Additionally, judging by the obtained results, we have good reason to benefit more from MGE. As we know, there exist many GP variants like GEP, MEP, etc., (Ferreira 2001; Du et al. 2015; Oltean et al. 2009). As far as expressiveness is concerned, we can construct them using context-free grammar. This furnishes a formal framework for unifying numerous GP variants. Consequently, many new methods introduced to improve GPs will find their way into MGE. Reusability has lain at the heart of software development issues for a long time. As revealed in He et al. (2015) and discussions above, reusable principle can be syntactically established on the basis of genotypic analysis technique of sub-expressions. Meanwhile, semantic embedded syntax taking the form of regex of simple cycles and paths supports parallel evaluations, and help to implement GE system efficiently.

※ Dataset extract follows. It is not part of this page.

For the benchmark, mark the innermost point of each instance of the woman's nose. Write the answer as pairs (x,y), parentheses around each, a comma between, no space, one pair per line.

We will manage to find their new applications in a wide range of real-world optimization problems (Li et al. 2010, 2014; D’Apiec et al. 2014; Mokryani et al. 2013; Castiglione et al. 2015; Esposito et al. 2013; Gu et al. 2015; Ma et al. 2015; Wen et al. 2015; Xie and Wang 2014; Zheng et al. 2015) in the future.

Although structured analysis shows that chromosomes can be well expressed by regex, how to synthesize desirable expressions from grammar models of MGE is worthy of deep investigation. To this end, we may ask formal linguistic theory for the solution.

6 Conclusions

In place of representing genotype of GE by sequences of bits, model-based GE (MGE) which aims at improving genotypic readability, reusability and fitness evaluations was developed over finite state transition systems as well as derivation paths in them (He et al. 2011b, 2015). The present paper recalls the major results, revealing deeply through theoretical studies and demonstrations why MGE supports structured representation, and why it has the potential for parallelism of fitness evaluations. So, MGE has many advantages over classical GE particularly in visualized analysis of chromosomes, semantic reuse, and performance improvement. Our future works will focus on its real-world applications, structure detecting, and unification with other GP variants.